The earliest attempt succeeded back in the twenties or thirties, although the resulting
mouse didn't look rodentlike at all -- it was a male mouse with big round ears, four
fingers on each hand, a stupid smile, an ability to stand on two hind feet, and
a modest need to wear clothing. Today, this mouse lives on, honored by three
theme parks and a career in Hollywood. Since it so happens that he has a
rather litigatious rep, he will remain unnamed.
From a biological standpoint, however, that experiment had been a failure, and few other
mice were cloned until more recently. Still, well before Dolly, mice were being cloned
that recognizably were mice in all particulars.
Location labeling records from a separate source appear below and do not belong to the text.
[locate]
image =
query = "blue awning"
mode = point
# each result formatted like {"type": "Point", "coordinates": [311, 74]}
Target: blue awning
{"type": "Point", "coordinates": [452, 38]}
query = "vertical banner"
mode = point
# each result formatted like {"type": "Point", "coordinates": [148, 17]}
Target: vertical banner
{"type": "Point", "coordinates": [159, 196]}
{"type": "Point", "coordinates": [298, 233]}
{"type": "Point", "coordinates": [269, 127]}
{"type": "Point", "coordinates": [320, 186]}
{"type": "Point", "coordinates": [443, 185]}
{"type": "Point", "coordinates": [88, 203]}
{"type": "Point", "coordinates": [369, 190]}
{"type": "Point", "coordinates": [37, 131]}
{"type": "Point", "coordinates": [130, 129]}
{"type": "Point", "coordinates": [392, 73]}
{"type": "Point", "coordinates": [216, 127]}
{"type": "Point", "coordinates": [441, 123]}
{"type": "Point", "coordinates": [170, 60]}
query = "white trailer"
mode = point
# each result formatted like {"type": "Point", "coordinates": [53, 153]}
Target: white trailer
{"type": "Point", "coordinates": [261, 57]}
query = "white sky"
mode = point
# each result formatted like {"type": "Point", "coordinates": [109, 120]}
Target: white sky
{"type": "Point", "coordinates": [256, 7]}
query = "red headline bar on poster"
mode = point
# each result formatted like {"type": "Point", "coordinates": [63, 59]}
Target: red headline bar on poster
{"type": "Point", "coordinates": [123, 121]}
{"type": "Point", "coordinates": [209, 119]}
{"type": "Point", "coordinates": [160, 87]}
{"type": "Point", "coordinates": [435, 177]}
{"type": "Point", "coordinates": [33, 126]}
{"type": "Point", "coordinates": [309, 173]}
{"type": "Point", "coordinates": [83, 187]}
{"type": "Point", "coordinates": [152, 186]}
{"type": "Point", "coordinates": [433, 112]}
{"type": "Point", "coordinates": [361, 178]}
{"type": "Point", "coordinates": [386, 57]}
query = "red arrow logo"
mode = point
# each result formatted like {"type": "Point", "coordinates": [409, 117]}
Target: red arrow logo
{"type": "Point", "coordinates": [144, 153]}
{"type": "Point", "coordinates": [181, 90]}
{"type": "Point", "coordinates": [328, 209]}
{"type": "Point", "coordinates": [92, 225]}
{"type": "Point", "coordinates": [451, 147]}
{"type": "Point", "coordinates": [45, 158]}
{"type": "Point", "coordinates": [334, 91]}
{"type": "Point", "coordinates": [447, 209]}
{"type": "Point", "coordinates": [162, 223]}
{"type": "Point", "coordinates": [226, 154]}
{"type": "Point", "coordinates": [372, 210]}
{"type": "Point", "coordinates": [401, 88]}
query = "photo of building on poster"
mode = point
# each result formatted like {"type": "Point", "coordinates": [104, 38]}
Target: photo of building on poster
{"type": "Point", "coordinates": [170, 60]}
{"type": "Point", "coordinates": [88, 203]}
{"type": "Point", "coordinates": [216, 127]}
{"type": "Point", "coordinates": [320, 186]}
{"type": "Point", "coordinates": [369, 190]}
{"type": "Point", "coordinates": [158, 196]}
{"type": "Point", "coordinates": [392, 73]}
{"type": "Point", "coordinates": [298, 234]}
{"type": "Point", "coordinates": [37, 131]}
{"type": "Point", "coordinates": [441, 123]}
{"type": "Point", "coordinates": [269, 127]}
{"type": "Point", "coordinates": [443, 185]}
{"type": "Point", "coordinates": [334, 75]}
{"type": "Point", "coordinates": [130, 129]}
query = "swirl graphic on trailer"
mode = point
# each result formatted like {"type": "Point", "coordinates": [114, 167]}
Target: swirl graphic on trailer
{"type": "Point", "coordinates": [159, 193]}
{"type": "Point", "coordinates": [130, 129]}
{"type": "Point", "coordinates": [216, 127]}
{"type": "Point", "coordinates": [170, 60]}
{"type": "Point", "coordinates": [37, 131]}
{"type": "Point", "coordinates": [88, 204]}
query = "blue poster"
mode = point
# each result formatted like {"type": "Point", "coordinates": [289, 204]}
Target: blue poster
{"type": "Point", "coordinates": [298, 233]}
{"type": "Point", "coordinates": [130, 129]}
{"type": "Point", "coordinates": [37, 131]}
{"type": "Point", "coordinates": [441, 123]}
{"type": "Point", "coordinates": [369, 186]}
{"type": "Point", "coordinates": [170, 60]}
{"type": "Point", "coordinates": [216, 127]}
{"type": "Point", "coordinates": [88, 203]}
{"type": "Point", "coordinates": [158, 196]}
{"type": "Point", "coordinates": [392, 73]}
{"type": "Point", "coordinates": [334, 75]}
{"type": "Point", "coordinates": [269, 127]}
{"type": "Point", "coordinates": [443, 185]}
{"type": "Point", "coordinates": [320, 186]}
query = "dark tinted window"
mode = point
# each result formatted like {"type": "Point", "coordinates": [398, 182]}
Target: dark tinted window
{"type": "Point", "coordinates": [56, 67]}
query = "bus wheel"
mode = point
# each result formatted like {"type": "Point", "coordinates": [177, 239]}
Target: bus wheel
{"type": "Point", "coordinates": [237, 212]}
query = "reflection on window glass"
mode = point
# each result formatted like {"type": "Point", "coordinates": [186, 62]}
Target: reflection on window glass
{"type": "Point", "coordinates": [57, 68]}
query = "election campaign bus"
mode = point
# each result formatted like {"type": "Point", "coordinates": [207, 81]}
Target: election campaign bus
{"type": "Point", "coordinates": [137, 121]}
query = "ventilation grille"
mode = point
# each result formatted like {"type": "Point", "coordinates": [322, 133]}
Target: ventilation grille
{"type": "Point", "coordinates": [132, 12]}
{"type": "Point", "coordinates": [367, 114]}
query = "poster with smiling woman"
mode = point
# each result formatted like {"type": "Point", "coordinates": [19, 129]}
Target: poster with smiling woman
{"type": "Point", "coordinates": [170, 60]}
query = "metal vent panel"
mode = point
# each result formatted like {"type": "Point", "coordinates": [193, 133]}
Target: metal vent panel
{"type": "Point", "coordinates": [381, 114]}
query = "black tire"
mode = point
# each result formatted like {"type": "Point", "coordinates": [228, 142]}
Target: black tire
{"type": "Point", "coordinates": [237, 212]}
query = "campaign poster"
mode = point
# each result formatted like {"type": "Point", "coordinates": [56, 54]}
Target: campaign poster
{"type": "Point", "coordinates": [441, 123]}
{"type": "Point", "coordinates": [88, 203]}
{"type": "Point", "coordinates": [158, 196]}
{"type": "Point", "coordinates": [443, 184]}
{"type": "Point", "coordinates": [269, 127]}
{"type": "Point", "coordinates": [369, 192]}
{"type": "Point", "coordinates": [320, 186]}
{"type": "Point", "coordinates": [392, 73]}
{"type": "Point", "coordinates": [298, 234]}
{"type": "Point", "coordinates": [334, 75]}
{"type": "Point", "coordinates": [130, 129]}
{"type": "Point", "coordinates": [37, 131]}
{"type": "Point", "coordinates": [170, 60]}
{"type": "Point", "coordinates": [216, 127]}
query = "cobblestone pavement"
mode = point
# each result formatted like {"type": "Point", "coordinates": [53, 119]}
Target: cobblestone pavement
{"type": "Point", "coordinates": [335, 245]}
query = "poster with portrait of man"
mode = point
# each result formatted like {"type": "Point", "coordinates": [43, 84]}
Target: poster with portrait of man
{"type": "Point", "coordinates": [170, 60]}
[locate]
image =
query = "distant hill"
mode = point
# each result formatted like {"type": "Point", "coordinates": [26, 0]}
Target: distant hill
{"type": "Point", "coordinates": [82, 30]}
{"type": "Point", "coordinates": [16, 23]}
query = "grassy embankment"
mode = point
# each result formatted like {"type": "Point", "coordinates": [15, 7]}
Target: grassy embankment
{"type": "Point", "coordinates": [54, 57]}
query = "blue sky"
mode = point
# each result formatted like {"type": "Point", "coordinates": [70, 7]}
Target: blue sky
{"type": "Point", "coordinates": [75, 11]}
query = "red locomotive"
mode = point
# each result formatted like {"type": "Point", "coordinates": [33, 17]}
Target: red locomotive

We've now learned how to create transgenic mice. These are mice that look
like mice, but which carry genes from some other mouse strain or animal species,
probably human. You can consider them stealth mice -- you can't see their
unmousyness unless you know where in their DNA to look. These mice know how to
make all sorts of enzymes and other odd chemicals that their ancestors never
ever had a clue about. Or a need for. You can say that these mice boldly go
where no mouse has gone before. Some have even earned their Ph.D.'s in Biochemistry.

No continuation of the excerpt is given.